A carcinogenesis bioassay of guar gum, a widely used food stabilizer, was conducted by feeding diets containing 25,000 or 50,000 ppm of the test substance from two batches having purities of 83.5% and 91.9% to 50 F344 rats and 50 B6C3F1 mice of either sex for 103 weeks. Groups of 50 untreated rats and mice of either sex served as controls. The rodents might have tolerated higher doses but 50,000 ppm (5% of diet) is the upper limit for chronic feeding studies in the Bioassay Program, and this level represented the maximum tolerated dose (MTD) for females of both species in the present study.

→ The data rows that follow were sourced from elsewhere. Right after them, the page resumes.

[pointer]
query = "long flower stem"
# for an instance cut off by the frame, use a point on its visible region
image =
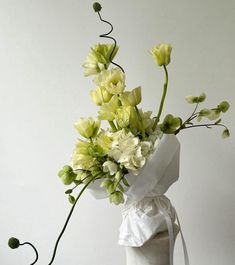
(36, 252)
(163, 99)
(67, 221)
(208, 125)
(193, 116)
(106, 35)
(141, 121)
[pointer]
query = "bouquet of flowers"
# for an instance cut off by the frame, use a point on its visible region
(109, 154)
(106, 156)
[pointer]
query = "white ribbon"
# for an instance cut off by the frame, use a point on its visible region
(171, 232)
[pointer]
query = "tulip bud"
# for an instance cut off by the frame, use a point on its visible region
(162, 54)
(13, 242)
(132, 98)
(223, 106)
(116, 197)
(88, 128)
(67, 175)
(100, 96)
(110, 167)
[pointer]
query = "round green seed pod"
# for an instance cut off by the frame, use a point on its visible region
(97, 7)
(13, 242)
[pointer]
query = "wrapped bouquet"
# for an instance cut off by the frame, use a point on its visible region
(131, 155)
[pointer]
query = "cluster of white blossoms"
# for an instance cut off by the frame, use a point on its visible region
(124, 148)
(129, 151)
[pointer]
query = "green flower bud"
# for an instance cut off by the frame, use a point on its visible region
(162, 54)
(100, 96)
(13, 242)
(116, 197)
(192, 99)
(97, 7)
(170, 124)
(88, 128)
(71, 199)
(202, 97)
(214, 115)
(110, 167)
(67, 175)
(131, 98)
(223, 106)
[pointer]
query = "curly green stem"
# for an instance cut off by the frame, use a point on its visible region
(162, 100)
(67, 220)
(35, 250)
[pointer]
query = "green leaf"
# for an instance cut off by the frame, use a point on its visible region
(170, 124)
(120, 187)
(205, 112)
(218, 121)
(191, 99)
(68, 191)
(225, 133)
(71, 199)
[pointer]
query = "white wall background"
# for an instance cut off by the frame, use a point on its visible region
(43, 91)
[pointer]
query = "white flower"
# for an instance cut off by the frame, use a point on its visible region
(110, 167)
(129, 151)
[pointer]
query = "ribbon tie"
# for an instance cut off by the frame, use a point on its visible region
(170, 229)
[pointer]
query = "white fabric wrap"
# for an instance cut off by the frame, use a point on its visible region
(148, 231)
(141, 216)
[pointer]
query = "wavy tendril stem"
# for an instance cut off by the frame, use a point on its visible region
(106, 35)
(162, 100)
(67, 220)
(34, 248)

After week 20 in mice and week 40 in rats, mean body weights of high-dose females were lower than those of the untreated controls. No compound-related clinical signs or adverse effects on survival were observed. Feed consumption by dosed rats and dosed mice of either sex was lower than that of the controls. There were increased incidences of adenomas of the pituitary (8/45, 18% controls; 17/46, 37% low dose; 17/43, 40% high dose) in male rats and pheochromocytomas of the adrenal (0/50, 0%; 5/50, 10%; 6/50, 12%) in female rats, but these differences (P<0.035) were considered to be unrelated to administration of guar gum. When pituitary adenomas or carcinomas and when pheochromocytomas or malignant pheochromocytomas are combined, the statistical differences disappear.
Hepatocellular carcinomas (15/44, 34%; 6/50, 12%; 6/49, 12%) occurred in treated male mice at incidences significantly (P<0.011) lower than that in controls. The combined incidence of male mice with either hepatocellular adenomas or carcinomas (16/44, 36%; 12/50, 24%; 7/49, 14%) was also significantly (P=0.013) lower in the high-dose group.
Under the conditions of this bioassay, guar gum was not carcinogenic for F344 rats or B6C3F1 mice of either sex.